Local universities have allowed some students back on campus to study or sit online exams if they lack computing devices or Internet access at home.
Group studying, however, will not be permitted. Some institutions said spot checks and video surveillance will be used to make sure that students adhere to safe distancing measures.
Nanyang Technological University (NTU) is allowing these students to stay in residential halls, while other universities have set aside study rooms for them.
The National University of Singapore (NUS) has arranged for a small group of students to study at designated spaces within the Kent Ridge and Bukit Timah campuses.
Each student will be assigned to a specific venue he can use from 8.30am to 9pm daily until the deadline for assessments on May 9, said an NUS spokesman. Students who need computers are assigned a seat in a computer lab or are lent laptops.
NUS has converted venues such as lecture theatres and multi-purpose halls into self-study spaces. Larger venues have been divided into smaller sections, each with no more than 25 allocated seats, which are placed at least 2m apart.
An NTU spokesman said it has offered students with genuine difficulties, such as an environment at home that is unconducive to learning, the option to stay in the residential halls.
"In keeping with the circuit breaker measures, students residing in the halls must not gather in groups and they may leave their rooms only for essential needs."
None of the universities gave the number of students that have applied to study on campus.
A Singapore Institute of Technology (SIT) spokesman said the main reasons students have asked to study on campus include a home environment unconducive to learning, and lack of Internet access and hardware, such as laptops and webcams.
SIT has been exploring solutions with each student. A helpdesk hotline is available for help with technical problems.

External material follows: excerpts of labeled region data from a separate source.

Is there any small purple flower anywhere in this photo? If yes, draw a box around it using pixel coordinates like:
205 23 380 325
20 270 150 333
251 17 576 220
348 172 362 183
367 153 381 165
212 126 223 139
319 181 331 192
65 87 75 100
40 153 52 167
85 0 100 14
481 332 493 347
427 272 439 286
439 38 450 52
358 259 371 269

"For students who require hardware assistance, SIT is in the process of loaning laptops and SIM cards that will enable Wi-Fi connectivity," said the spokesman.
A spokesman for the Singapore University of Technology and Design said it provides information technology device support on a case-by-case basis. It has, for instance, lent devices to architecture and sustainable-design students to complete project work.
Singapore Management University (SMU) said it has allowed a handful of students who may have challenges taking online exams at home to do so on campus, in designated and separate rooms with safe distancing measures in place.
These students will be allowed on campus only for the duration of their online exams. SMU has also offered one student a room on campus for studying.
A spokesman for the Singapore University of Social Sciences (SUSS) said there are limited study spaces on campus. "Requests will be assessed carefully on a case-by-case basis and provided only to students with critical needs."
These students must key in their arrival and departure times and take their temperatures twice daily. They will not be allowed to mingle with others, he added.
SUSS is also providing online counselling sessions for students. Those facing sudden or immediate financial hardship arising from unexpected family and life situations can apply for help from the SUSS student-care fund.
The NUS spokesman said the university's clinic and counselling services continue to serve students during the circuit breaker period.
"The NUS helpline for psychological emergencies is also available round the clock," she added.